Justice Elena Kagan, writing for the court, said the Federal Meat Inspection Act, which regulates slaughterhouses, pre-empted the California law, which requires the immediate euthanasia of “downer” animals and bars their slaughter or sale.
The state law was enacted in response to undercover videos released in 2008 by the Humane Society of the United States. They showed, as Justice Kagan put it, “workers at a slaughterhouse in California dragging, kicking and electroshocking sick and disabled cows in an effort to move them.”
The federal law, enacted in 1906 in the wake of Upton Sinclair’s “The Jungle,” a book that exposed conditions in the meatpacking industry, allows federal meat inspectors to decide what is to be done with animals that cannot walk, and it says that states may not impose additional or different requirements. Federal inspectors sometimes determine that the animals may be revived and slaughtered, and they sometimes order animals to be kept alive long enough to inspect them for contagious diseases.
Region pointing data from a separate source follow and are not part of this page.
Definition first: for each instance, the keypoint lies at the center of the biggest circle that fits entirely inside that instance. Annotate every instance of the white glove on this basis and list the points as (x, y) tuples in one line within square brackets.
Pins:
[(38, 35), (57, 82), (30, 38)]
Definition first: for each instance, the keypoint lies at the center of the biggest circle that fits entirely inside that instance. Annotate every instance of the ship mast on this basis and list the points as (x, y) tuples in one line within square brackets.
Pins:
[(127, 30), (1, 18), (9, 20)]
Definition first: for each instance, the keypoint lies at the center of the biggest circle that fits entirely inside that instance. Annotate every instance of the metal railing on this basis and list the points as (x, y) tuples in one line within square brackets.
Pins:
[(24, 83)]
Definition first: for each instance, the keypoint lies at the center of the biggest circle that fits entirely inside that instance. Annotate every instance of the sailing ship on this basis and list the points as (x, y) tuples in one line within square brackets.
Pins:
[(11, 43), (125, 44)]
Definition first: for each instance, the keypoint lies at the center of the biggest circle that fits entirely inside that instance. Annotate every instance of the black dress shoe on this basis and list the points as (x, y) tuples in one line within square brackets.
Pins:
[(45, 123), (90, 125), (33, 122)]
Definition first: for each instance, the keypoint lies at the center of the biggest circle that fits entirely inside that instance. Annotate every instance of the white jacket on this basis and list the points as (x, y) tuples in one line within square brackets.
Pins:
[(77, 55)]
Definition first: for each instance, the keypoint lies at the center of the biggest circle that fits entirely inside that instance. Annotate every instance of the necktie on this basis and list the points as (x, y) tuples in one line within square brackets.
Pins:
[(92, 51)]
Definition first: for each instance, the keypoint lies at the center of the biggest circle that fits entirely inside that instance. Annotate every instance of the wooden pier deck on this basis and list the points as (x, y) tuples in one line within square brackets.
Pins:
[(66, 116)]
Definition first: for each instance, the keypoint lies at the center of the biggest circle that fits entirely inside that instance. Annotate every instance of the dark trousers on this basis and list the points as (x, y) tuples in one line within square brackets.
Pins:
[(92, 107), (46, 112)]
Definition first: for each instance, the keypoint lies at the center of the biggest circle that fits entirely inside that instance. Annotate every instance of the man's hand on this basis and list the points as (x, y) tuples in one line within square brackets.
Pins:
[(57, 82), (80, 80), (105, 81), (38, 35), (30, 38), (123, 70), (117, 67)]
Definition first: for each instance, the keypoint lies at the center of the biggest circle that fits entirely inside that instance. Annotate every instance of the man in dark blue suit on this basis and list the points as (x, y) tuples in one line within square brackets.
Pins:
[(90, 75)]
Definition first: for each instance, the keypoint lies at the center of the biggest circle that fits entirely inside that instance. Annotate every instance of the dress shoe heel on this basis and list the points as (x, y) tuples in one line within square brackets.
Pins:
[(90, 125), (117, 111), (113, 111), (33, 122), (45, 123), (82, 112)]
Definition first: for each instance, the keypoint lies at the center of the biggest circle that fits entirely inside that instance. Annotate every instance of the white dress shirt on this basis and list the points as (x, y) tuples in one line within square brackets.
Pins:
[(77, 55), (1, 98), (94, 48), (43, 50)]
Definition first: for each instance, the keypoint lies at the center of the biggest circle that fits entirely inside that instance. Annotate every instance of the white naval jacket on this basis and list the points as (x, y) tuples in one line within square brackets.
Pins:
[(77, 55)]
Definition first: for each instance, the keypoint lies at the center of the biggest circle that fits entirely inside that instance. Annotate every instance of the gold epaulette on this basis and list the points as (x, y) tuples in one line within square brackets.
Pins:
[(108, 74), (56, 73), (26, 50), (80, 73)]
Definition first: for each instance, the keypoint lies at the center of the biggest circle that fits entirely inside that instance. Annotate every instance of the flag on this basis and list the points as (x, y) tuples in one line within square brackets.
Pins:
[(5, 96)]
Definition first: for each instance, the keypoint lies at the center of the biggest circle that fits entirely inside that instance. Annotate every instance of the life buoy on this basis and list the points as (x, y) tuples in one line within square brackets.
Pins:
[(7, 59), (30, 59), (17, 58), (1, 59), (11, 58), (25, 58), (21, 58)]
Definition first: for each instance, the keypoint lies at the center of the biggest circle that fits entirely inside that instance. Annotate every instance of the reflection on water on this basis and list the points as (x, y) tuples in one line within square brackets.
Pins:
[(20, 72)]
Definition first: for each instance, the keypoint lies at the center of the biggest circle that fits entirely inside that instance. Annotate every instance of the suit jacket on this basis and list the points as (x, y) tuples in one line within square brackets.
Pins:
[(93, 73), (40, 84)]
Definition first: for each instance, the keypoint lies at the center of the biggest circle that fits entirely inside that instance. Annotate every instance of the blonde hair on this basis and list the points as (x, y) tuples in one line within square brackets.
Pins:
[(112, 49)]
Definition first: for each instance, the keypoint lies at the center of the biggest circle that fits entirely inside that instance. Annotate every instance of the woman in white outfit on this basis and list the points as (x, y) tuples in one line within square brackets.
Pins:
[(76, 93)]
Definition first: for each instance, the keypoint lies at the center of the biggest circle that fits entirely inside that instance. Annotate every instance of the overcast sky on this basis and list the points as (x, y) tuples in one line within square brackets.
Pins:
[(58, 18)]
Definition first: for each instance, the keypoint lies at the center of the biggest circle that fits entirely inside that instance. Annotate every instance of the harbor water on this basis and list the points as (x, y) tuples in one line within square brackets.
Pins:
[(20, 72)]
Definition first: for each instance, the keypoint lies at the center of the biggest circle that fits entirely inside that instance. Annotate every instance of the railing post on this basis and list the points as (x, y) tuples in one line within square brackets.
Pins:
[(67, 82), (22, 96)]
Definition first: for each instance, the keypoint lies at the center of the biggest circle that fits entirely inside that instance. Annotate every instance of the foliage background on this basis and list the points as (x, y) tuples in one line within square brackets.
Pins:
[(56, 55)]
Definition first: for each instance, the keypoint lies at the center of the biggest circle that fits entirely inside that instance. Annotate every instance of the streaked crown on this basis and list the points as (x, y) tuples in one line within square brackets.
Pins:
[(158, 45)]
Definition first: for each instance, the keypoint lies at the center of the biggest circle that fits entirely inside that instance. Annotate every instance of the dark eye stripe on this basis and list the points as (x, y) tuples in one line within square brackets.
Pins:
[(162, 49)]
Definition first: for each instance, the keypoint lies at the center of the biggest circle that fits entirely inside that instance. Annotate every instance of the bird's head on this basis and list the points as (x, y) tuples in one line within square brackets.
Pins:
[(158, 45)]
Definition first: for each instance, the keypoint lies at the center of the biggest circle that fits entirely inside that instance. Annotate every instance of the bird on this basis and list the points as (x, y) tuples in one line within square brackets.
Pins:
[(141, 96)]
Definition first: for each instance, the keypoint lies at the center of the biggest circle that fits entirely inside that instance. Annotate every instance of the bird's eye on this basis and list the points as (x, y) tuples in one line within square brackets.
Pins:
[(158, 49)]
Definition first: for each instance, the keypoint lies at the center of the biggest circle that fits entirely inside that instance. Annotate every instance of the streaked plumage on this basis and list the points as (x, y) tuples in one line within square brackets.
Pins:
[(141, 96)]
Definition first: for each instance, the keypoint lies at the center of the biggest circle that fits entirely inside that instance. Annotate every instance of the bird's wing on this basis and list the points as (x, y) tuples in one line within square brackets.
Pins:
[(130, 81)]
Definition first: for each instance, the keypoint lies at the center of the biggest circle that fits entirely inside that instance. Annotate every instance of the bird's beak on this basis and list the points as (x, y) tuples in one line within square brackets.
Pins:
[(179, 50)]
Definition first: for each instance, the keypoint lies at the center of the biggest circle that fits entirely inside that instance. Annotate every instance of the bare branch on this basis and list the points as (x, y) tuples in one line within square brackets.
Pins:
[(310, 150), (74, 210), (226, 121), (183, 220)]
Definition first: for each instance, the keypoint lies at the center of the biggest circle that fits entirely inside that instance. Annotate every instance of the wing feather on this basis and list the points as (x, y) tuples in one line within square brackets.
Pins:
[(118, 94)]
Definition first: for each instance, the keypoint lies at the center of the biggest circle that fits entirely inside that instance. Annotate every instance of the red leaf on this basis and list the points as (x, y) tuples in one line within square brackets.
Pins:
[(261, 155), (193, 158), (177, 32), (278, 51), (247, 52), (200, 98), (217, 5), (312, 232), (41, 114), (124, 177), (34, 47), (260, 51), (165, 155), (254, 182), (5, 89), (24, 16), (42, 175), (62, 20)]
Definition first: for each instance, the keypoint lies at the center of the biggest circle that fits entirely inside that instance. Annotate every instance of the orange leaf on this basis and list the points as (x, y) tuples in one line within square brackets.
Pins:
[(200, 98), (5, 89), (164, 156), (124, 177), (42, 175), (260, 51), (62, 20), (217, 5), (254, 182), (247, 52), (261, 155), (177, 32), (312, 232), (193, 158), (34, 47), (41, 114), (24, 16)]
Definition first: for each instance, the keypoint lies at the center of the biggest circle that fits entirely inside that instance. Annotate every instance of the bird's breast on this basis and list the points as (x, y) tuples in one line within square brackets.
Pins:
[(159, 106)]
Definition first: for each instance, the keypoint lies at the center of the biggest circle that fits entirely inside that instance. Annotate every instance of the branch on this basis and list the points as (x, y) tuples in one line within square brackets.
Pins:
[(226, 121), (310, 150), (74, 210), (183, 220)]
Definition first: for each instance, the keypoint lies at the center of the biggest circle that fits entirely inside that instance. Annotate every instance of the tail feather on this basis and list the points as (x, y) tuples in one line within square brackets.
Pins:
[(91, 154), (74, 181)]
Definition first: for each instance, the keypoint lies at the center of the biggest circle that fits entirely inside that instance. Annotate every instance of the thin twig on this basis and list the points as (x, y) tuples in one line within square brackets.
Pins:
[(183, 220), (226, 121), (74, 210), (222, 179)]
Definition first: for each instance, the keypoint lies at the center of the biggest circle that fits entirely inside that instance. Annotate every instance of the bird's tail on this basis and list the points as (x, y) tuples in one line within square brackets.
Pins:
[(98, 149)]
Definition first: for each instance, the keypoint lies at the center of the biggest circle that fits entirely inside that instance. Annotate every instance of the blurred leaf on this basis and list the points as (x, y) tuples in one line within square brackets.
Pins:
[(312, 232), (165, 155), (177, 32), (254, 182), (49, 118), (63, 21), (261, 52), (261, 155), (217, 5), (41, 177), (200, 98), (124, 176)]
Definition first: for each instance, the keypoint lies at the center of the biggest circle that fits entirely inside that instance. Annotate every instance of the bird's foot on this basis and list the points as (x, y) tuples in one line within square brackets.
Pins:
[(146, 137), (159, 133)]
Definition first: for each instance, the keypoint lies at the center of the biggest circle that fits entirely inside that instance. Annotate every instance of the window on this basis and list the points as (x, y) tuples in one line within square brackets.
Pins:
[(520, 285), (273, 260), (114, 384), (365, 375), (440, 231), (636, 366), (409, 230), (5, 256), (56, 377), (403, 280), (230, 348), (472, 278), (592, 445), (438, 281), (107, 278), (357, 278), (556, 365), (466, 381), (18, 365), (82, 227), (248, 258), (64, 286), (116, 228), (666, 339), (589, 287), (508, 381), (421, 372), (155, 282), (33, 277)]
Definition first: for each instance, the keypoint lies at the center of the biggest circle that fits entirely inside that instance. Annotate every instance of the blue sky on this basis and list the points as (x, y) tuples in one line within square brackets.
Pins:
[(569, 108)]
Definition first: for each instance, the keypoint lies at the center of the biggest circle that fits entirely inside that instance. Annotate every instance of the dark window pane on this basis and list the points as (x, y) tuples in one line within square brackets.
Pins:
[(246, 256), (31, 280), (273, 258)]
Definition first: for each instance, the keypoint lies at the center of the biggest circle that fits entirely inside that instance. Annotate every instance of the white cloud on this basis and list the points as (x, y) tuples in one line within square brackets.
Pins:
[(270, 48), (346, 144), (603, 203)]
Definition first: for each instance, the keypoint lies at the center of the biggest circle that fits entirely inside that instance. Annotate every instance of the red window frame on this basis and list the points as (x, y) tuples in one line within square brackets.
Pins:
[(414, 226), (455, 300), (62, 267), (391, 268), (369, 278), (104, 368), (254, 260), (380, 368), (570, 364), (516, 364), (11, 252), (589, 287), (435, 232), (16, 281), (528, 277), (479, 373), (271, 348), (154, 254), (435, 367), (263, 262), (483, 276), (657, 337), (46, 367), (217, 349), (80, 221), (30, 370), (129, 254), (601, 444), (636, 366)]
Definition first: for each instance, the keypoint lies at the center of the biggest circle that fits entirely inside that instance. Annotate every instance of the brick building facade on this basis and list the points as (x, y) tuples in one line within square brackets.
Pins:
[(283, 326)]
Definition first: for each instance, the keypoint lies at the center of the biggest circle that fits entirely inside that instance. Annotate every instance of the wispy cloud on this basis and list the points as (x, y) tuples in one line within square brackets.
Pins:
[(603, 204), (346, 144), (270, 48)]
The federal law prohibits states from enforcing requirements concerning “premises, facilities and operations” that are “in addition to or different from” those in federal law. That provision, Justice Kagan wrote, doomed the state law.
“Where under federal law a slaughterhouse may take one course of action in handling a nonambulatory pig,” she wrote, “under state the law the slaughterhouse must take another.”
Justice Kagan calculated that 100,000 to one million pigs become unable to walk after they are delivered to slaughterhouses in the United States each year, based on statistics in a 2006 article in Pork Magazine called “Fatigued Pigs: The Final Link.”
The United States Court of Appeals for the Ninth Circuit, in San Francisco, ruled that there was no conflict between the California law and the federal one because the state had merely disqualified certain kinds of animals from being used for food. “States aren’t limited to excluding animals from slaughter on a species-wide basis,” Chief Judge Alex Kozinski wrote for a unanimous three-judge panel of the court. “States are free to decide which animals may be turned into meat.”
Justice Kagan briskly rejected that analysis. “We think not,” she wrote.
It is one thing to prohibit the slaughter of, say, horses generally, she reasoned, because such a ban “works at a remove from the sites and activities” that the federal law governs. The state law concerning animals that cannot walk, by contrast, she wrote, “reaches into the slaughterhouse’s facilities and affects its daily activities.”
The case, National Meat Association v. Harris, No. 10-224, was brought by a trade association, which was supported in the Supreme Court by the federal government.